A combination of oral swabs and highly sensitive nucleic acid amplification testing for the diagnosis of pulmonary tuberculosis in HIV-infected and uninfected children. The principal investigator is Mark Nicol, University of Cape Town, South Africa. The proposed study will work to develop a diagnostic test to detect TB in young children.  The microbiological diagnosis of pulmonary tuberculosis (PTB) is challenging due to a low microbiologic yield from current methods and difficulty in collecting appropriate specimens from children. The proposed study is an extension of the team’s current TB-RePORT study, which involves testing a highly sensitive nucleic acid amplification assay, “Ultra,” using induced sputum specimens collected from children with suspected PTB. They hypothesize that microbiologic confirmation of PTB may be made by using Ultra on an oral swab, an easier and less invasive method for collecting specimens.
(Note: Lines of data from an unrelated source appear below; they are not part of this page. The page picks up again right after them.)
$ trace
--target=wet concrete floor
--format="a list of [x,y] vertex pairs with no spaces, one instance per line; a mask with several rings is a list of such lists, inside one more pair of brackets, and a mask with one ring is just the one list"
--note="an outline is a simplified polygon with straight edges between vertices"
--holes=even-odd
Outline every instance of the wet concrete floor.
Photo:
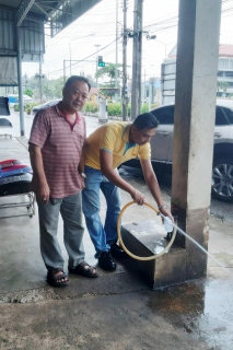
[[[93,120],[91,120],[92,126]],[[28,162],[26,141],[0,138],[0,160]],[[121,176],[153,203],[140,173],[121,168]],[[170,191],[162,184],[164,201]],[[121,192],[123,205],[130,196]],[[106,206],[102,197],[102,217]],[[231,210],[231,205],[228,205]],[[151,218],[132,206],[123,220]],[[208,260],[207,278],[152,291],[131,265],[118,261],[97,279],[71,277],[66,289],[53,289],[38,248],[37,213],[0,220],[0,349],[233,349],[233,230],[230,220],[211,214],[209,252],[225,268]],[[62,245],[62,222],[59,224]],[[86,260],[94,249],[85,232]]]

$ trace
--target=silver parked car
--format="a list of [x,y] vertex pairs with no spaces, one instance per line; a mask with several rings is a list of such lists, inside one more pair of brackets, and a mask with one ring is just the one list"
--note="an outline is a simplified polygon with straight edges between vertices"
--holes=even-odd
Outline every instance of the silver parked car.
[[[151,139],[151,161],[158,173],[172,173],[174,104],[151,110],[160,126]],[[125,165],[140,166],[138,160]],[[212,194],[220,200],[233,200],[233,108],[217,105],[212,167]]]

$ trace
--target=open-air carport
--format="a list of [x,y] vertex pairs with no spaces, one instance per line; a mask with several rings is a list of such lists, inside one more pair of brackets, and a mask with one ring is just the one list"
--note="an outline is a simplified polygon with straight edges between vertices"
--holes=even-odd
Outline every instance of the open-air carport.
[[[97,2],[0,0],[0,71],[4,72],[0,85],[19,86],[21,136],[22,61],[43,59],[45,23],[50,25],[54,36]],[[179,0],[172,211],[178,226],[205,248],[209,233],[220,15],[221,0]],[[179,281],[206,276],[207,256],[200,259],[201,253],[184,236],[178,236],[176,243],[186,250]],[[174,259],[172,268],[175,265]]]

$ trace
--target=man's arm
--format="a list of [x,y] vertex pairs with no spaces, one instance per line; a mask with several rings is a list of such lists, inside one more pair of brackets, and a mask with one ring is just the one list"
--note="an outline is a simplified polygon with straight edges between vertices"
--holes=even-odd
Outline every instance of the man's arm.
[[[30,159],[33,168],[33,190],[36,194],[37,200],[43,200],[46,205],[49,200],[49,187],[45,176],[42,149],[33,143],[30,143]],[[46,198],[46,200],[44,200]]]
[[127,191],[133,199],[135,202],[142,206],[144,203],[144,195],[138,191],[135,187],[125,182],[114,170],[113,170],[113,153],[104,150],[100,151],[101,171],[107,179],[116,185],[117,187]]
[[[150,189],[151,195],[153,196],[154,200],[156,201],[158,207],[163,206],[163,199],[161,196],[160,186],[158,184],[158,179],[154,174],[151,161],[150,160],[141,160],[140,163],[141,163],[141,167],[143,171],[145,183]],[[172,213],[167,209],[161,208],[160,211],[163,215],[170,217],[171,220],[174,221]]]

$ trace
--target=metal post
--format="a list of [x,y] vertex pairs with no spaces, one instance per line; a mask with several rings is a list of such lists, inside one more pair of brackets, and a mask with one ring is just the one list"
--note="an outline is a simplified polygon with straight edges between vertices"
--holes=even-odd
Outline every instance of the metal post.
[[128,96],[127,96],[127,0],[124,0],[124,26],[123,26],[123,93],[121,93],[121,101],[123,101],[123,120],[126,121],[127,119],[127,107],[128,107]]
[[39,100],[42,102],[42,54],[39,54]]
[[140,114],[141,106],[142,4],[143,0],[135,0],[131,120]]
[[97,47],[97,56],[96,56],[96,88],[97,88],[97,95],[96,95],[96,102],[98,103],[98,79],[97,79],[97,68],[98,68],[98,47],[101,46],[100,44],[95,44]]
[[23,106],[23,81],[22,81],[22,52],[20,27],[16,26],[16,46],[18,46],[18,81],[19,81],[19,104],[20,104],[20,129],[21,136],[25,135],[24,129],[24,106]]
[[[118,88],[118,0],[116,0],[116,65],[115,65],[115,88]],[[115,92],[115,102],[117,102],[117,90]]]
[[149,103],[148,109],[151,110],[151,100],[152,100],[152,79],[149,79]]
[[66,84],[66,59],[63,59],[63,84]]

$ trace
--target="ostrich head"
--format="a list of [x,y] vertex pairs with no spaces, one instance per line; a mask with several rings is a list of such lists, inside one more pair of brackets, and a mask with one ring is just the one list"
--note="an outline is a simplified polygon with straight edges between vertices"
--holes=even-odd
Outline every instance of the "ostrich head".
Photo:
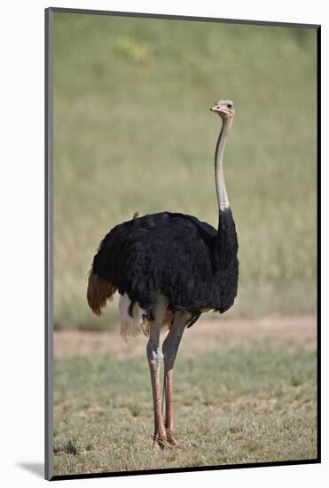
[[216,112],[223,120],[232,119],[235,114],[233,102],[231,100],[217,100],[210,110],[212,112]]

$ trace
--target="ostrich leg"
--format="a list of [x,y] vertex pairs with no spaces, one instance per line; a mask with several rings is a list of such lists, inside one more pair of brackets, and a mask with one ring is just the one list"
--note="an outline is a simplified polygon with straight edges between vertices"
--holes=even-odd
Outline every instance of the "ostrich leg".
[[153,447],[157,445],[161,449],[167,447],[166,429],[161,413],[161,395],[160,388],[160,370],[163,362],[163,354],[160,348],[160,333],[168,302],[163,295],[160,295],[154,307],[154,321],[150,327],[150,338],[147,342],[147,358],[150,366],[152,390],[153,395],[154,409],[154,437]]
[[165,400],[162,404],[162,410],[165,411],[166,421],[165,427],[167,431],[167,442],[170,445],[178,445],[175,439],[174,430],[174,405],[173,405],[173,374],[174,363],[177,354],[178,347],[185,329],[186,322],[190,317],[188,312],[176,312],[174,323],[163,342],[162,350],[164,356],[164,381],[163,381],[163,397]]

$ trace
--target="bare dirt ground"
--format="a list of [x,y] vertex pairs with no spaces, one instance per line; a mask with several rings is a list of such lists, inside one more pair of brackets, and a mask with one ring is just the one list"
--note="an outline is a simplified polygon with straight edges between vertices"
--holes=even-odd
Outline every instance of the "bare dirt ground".
[[[119,327],[118,327],[119,328]],[[163,337],[165,335],[163,335]],[[201,319],[184,333],[181,350],[185,354],[218,350],[248,343],[316,347],[317,321],[314,316],[273,317],[256,319]],[[145,354],[146,338],[143,335],[127,342],[119,332],[57,331],[54,355],[69,358],[88,354],[112,354],[134,358]]]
The proposed study aims to test Ultra on oral swabs and to compare the yield to Ultra and culture on induced sputum.  It will also compare the accuracy of Ultra for diagnosing PTB in HIV-infected and uninfected children. Accuracy will be determined by comparing the Ultra assay test results with a combination of microbiological testing and clinical diagnosis as a gold standard. This study will build upon the current TB-RePORT study conducted at the South Africa site by including collection of the oral swab specimens and extending recruitment to include an additional cohort of children to increase the number of samples needed to determine test accuracy.    


Enhancing diagnostics and improving outcomes in childhood tuberculosis (EDICT study). The principal investigator is Sanjay Lala, Wits Health Consortium, South Africa. Childhood TB is an urgent global public health priority but childhood TB research is extremely difficult primarily due to the difficulty of confirming a diagnosis of childhood TB. In parallel with measures to improve the sensitivity of tests that are used to confirm a diagnosis of M.tuberculosis infection in children, such as nucleic acid amplification tests and culture, biomarker(s) that can assist in the diagnosis and response to treatment in childhood TB are urgently required. As part of the RePORT consortium, the proposed study will contribute biological samples (principally blood and urine) taken from children with TB, as well as from a control group of children with lower respiratory tract infection (LRTI), to help develop urgently needed diagnostic tests for childhood TB. Because TB disease most commonly presents with features indistinguishable from acute bacterial or viral lower respiratory tract infections (LRTI) in this setting – and is often missed in children with LRTI – a biorepository from children with LRTI is an essential control group. Additionally, two site-specific studies will be undertaken: one determining if TB-affected children with nonreactive tuberculin skin tests (TST) are at risk of poorer nutritional outcomes following the completion of TB treatment and the second will determine whether hospital-based source case investigation (SCI) for TB disease and/or HIV infection should be urgently implemented for caregivers of children with TB and LRTI.